Decine di arresti dopo la protesta di Londra che bloccava l’allontanamento dei richiedenti asilo

LONDRA—

La polizia britannica ha arrestato giovedì 45 persone dopo una violenta protesta a Londra contro il trasferimento di richiedenti asilo da un albergo a una chiatta al largo dell’Inghilterra meridionale.

Decine di manifestanti davanti all’hotel di Peckham, nel sud-est di Londra, hanno tentato di impedire la partenza di un autobus che trasportava i richiedenti asilo, sgonfiando i pneumatici e ostruendo il veicolo circondandolo, ha detto la polizia metropolitana di Londra.

Affrontare l’immigrazione clandestina è una delle massime priorità del primo ministro britannico Rishi Sunak e, per ridurre gli alti costi di accoglienza dei migranti negli hotel mentre vengono esaminate le loro richieste di asilo, il governo ha cercato di utilizzare chiatte ed ex siti militari.

I critici, tuttavia, hanno definito la chiatta Bibby Stockholm – che è attraccata al porto di Portland nel Dorset e può ospitare fino a 500 uomini – disumana e l’hanno paragonata a una nave prigione.

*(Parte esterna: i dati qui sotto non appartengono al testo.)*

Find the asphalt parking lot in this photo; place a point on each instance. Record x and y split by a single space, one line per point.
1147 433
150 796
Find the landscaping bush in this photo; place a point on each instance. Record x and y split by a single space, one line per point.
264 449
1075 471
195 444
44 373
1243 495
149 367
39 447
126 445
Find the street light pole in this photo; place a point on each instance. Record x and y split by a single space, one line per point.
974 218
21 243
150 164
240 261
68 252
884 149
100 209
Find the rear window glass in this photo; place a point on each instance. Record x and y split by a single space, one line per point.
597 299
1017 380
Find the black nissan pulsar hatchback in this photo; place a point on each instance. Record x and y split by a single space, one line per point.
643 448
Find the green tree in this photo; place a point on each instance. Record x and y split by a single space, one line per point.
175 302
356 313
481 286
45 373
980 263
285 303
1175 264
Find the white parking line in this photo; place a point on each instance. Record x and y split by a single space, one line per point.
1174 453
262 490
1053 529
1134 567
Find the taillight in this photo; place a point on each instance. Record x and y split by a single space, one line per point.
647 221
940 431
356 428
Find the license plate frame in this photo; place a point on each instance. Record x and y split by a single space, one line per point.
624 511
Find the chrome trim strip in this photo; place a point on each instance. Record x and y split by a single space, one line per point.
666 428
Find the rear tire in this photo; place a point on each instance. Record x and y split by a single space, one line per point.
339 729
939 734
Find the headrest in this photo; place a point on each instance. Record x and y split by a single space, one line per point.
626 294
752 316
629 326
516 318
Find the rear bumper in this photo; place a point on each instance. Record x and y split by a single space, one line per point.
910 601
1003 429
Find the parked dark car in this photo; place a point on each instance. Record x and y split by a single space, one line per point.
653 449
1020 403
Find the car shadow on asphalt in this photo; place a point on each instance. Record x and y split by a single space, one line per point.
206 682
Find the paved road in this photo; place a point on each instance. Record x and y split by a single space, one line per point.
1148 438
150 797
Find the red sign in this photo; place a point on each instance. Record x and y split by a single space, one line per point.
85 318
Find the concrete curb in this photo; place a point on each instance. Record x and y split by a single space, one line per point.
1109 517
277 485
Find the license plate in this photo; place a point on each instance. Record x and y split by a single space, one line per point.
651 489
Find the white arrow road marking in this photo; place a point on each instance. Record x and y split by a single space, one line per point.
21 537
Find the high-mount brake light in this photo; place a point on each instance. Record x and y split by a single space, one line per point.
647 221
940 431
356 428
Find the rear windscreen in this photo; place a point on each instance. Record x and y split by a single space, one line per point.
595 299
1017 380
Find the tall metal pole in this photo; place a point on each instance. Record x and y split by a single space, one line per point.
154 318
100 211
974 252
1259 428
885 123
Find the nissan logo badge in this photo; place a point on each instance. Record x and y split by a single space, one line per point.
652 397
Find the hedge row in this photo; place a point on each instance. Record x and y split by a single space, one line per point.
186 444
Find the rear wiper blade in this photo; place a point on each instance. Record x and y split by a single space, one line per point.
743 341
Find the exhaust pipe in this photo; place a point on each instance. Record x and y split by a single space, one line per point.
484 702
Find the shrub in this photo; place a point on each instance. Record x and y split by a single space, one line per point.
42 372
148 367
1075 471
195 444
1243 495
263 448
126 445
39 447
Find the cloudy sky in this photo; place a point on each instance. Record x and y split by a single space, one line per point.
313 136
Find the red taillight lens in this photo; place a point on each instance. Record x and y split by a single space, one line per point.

Diversi agenti di polizia sono stati aggrediti durante la protesta a Peckham, ma nessuno è rimasto gravemente ferito, ha detto la polizia.

“Rispetteremo sempre il diritto alla protesta pacifica, ma quando gli agenti vengono aggrediti e ostacolati nel loro compito, allora possiamo e intraprenderemo azioni decisive”, ha affermato il vice commissario aggiunto del Met, Ade Adelekan.

Sono stati effettuati arresti per reati che includevano ostruzione dell’autostrada, ostacolo alla polizia e aggressione alla polizia.

“Ospitare i migranti negli hotel costa ai contribuenti britannici milioni di sterline ogni giorno”, ha detto il ministro degli Interni James Cleverly sulla piattaforma di social media X, insieme a un video della protesta.

“Non permetteremo a questo piccolo gruppo di studenti, che posano per i social media, di dissuaderci dal fare ciò che è giusto per il pubblico britannico”, ha detto.